The line is double-track from Addis Ababa to Adama city (115 km) and single-track from Adama to Djibouti.

The electrified railway line which provides both freight and passenger transportation services will allow landlocked Ethiopia to easily access to world markets and further boost the country’s trade volume hence it reduces travel time by over 50%.

According to the official, the railroad further saves foreign currency that would have been spent on diesel fuel and reduce air pollution.

He added that 1,171 wagons with a capacity to transport 3,500 tons at once and 41 locomotives will be in full service when the Ethiopia-Djibouti railway line enters into full operation following 3-6 months trial rides.

The freight trains can ride at a speed of 90 kilometers per hour while passenger trains which can carry over 1100 people at once can hit at 120 km/hr.

It will take only around 10-12 hours for the electrified trains to reach Addis Ababa from Djibouti.

It used to take 3-7 days for the former Diesel locomotives to cover the same route.

The modern and fully electrified trains, which were all imported from china have different facilities, among others beds, kitchen, restaurants, VIP rooms and toilets.

The project manager said the new Ethiopia’s cross-border railroad project is part of the East to West African railway network.

“It is part of the trans-Africa railway network and it will open opportunity of linking Ethiopia with neighboring countries” Mokenen told reporters during a government-organized a day-long media tour to the Ethiopia-Djibouti railway project.

As well as Djibouti, Mokenen said Ethiopia will eventually be connected by railway with, Kenya, Sudan and South Sudan.

Ethiopia is investing billions of dollars on constructing transport infrastructures to improve transport access and to boost the socio-economic development of the country.

During the second Growth and Transformation Plan (GTP-2), launched last year, the east African nation has plans to construct a total 5,000 kilometers-long railway lines which would enable the country link with its neighbors.

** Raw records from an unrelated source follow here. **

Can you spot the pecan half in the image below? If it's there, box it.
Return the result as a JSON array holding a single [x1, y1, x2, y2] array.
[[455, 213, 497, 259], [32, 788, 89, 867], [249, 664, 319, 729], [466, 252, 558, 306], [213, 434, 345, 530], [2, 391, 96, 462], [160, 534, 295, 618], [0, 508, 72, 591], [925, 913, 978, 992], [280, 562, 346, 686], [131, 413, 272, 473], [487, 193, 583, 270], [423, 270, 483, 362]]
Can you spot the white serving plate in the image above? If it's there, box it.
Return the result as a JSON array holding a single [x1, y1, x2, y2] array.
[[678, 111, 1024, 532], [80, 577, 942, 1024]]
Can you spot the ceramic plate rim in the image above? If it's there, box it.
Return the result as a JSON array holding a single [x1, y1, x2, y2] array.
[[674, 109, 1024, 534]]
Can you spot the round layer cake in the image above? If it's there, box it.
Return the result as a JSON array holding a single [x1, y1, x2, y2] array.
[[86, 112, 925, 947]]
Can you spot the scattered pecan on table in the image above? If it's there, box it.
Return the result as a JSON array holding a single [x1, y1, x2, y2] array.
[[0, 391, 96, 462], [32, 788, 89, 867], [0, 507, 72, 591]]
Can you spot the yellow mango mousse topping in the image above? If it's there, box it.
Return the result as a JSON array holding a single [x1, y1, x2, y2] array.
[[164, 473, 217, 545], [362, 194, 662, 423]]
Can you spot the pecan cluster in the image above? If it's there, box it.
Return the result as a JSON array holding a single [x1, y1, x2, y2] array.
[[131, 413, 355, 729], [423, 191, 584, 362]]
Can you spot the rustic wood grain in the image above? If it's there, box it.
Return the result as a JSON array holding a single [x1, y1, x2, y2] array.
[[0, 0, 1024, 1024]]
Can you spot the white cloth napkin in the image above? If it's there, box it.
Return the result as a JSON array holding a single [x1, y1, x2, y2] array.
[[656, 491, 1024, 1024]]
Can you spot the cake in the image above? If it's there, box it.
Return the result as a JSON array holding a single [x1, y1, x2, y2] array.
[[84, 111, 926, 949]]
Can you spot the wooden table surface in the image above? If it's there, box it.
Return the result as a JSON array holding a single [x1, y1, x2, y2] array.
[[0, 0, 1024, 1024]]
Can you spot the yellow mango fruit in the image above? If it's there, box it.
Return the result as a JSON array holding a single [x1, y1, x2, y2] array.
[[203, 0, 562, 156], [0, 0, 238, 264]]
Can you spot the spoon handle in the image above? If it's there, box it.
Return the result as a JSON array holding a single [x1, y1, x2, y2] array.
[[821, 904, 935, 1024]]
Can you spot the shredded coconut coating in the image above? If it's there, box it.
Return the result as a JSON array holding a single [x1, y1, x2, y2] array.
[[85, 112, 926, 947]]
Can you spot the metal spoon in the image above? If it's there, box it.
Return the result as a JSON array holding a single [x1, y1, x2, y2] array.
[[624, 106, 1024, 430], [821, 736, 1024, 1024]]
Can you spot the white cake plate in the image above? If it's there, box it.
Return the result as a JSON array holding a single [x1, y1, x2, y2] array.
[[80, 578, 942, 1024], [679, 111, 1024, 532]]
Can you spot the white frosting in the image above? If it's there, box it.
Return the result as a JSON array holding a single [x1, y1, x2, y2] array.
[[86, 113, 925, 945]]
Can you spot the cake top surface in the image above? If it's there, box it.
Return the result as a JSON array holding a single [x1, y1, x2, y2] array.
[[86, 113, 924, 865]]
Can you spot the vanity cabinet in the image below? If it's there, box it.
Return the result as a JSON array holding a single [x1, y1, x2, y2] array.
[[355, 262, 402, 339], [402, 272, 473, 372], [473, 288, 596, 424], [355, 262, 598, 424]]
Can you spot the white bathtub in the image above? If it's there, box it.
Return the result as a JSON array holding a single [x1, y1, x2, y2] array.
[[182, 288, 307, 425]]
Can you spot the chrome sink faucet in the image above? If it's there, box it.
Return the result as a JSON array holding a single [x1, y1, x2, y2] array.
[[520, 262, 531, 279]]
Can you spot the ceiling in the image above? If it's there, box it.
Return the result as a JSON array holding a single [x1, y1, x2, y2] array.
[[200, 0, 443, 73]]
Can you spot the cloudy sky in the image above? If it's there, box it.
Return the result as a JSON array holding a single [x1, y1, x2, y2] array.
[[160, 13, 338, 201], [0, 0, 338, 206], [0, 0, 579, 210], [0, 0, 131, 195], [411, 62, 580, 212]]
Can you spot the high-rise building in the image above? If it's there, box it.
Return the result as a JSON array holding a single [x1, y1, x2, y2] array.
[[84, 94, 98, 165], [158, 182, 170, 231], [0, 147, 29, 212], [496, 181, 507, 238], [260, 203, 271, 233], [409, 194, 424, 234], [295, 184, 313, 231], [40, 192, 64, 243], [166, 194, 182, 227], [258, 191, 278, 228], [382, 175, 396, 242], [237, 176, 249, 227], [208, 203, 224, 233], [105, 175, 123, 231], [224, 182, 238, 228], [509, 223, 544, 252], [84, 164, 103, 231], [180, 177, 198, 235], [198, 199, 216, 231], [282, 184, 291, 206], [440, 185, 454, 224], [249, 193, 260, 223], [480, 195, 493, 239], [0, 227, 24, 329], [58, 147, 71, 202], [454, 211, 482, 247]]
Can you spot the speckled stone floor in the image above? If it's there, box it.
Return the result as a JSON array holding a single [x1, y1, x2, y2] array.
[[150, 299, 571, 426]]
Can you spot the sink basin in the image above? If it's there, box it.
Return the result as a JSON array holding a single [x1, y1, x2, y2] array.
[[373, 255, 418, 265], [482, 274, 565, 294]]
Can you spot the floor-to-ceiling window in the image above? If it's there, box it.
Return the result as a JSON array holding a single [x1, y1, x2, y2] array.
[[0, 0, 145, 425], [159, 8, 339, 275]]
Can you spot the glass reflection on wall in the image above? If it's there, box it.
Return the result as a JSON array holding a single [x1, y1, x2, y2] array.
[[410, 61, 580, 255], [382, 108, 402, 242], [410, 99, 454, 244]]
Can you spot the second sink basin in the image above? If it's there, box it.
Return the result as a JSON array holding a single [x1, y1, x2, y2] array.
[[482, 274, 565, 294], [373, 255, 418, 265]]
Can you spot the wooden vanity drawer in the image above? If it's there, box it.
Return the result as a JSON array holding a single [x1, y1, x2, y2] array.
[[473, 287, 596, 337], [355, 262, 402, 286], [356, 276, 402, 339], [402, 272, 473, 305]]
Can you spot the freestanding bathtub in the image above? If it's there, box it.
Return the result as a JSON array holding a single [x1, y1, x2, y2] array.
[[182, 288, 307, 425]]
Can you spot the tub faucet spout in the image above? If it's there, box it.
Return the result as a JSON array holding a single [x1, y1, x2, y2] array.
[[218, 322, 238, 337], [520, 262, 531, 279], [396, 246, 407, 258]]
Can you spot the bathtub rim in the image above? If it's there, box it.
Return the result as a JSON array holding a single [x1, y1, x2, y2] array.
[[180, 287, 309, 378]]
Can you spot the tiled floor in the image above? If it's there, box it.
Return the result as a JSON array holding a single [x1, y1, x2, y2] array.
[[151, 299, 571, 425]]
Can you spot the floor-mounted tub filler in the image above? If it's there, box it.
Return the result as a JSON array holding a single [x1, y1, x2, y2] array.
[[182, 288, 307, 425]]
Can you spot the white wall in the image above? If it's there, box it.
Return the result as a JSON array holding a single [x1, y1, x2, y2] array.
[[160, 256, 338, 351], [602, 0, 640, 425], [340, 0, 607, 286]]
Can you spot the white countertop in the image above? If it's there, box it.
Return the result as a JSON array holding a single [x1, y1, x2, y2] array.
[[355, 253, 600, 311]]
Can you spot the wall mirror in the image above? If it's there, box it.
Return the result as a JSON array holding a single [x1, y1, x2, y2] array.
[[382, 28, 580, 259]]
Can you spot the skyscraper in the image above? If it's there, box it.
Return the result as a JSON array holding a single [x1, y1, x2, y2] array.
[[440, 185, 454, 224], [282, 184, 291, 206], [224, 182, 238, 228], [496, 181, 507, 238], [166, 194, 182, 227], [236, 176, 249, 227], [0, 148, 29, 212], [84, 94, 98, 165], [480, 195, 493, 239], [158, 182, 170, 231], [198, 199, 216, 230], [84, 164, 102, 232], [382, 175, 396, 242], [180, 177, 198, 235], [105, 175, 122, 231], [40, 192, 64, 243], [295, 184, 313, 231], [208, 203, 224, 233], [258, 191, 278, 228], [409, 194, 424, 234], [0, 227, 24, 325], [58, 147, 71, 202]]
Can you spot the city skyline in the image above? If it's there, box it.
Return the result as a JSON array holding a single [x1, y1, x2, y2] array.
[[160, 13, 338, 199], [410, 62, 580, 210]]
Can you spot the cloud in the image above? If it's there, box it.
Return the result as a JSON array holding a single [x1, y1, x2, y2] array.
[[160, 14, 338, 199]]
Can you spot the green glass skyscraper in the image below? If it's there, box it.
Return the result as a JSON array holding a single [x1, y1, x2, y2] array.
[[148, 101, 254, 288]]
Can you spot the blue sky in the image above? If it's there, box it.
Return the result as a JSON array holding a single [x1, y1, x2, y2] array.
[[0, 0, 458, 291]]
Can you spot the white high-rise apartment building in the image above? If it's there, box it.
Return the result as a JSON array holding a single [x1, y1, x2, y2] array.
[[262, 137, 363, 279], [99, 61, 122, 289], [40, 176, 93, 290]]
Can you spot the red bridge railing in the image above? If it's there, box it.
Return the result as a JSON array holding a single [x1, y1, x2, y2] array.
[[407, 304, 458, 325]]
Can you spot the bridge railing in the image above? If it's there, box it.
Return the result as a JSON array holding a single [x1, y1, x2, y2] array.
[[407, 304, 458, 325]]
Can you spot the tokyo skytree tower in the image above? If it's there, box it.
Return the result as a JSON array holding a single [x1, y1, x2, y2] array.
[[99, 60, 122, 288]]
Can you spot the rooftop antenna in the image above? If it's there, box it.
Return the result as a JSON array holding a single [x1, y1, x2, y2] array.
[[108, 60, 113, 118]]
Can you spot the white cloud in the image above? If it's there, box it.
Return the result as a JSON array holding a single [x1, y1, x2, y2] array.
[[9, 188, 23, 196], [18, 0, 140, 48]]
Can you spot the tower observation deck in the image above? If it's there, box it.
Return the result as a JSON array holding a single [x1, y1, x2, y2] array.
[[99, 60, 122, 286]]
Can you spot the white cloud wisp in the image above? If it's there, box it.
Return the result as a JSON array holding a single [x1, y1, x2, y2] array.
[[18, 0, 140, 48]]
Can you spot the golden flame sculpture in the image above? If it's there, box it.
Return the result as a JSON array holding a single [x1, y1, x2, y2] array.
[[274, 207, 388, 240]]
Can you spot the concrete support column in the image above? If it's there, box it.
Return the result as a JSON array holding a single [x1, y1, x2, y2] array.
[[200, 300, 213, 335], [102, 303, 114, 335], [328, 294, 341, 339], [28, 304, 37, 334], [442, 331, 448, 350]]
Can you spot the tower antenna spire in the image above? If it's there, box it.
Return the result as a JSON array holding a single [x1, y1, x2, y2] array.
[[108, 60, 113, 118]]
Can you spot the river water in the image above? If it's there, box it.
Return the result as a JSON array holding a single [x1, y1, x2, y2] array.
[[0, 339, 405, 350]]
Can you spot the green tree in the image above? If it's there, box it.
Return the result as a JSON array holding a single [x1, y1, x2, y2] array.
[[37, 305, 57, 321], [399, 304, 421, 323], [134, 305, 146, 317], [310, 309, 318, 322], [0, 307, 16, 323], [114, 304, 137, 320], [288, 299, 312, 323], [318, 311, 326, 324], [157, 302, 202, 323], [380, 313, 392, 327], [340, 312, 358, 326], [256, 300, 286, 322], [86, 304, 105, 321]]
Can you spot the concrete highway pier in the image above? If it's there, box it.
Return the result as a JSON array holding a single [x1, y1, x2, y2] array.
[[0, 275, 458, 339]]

The country has so far constructed some 2400 kilometers of rail roads and will construct 2600 kilometers during the remaining GTP-2 period.

Since landlocked Ethiopia cut ties with Eritrea following the 1998-2000 border war, Addis Ababa has become highly dependent on Djibouti sea port to carryout around 90% its total import-export trades.

When Ethiopia-Djibouti railroad goes to full function, it will avoid delays in the transport of goods by over 50%.

The completion of the new railway track comes only months after the Ethiopian capital inaugurated Africa’s first light rail system which has eased transportation problems of continent’s second most populace nation.

Ethiopia, one of the world’s fastest growing economies, attaches construction of road and railway projects as a major component of the GTP-2 as part of its vision to join middle income countries by 2025.

Ethiopia says cross-border road and railway lines will allow it to boom its economy hence it connects it with to the regional and global trade routes.

Transport Minister Workneh Gebeyehu recently stressed that the development of a country shouldn’t be confined by the borders of that country.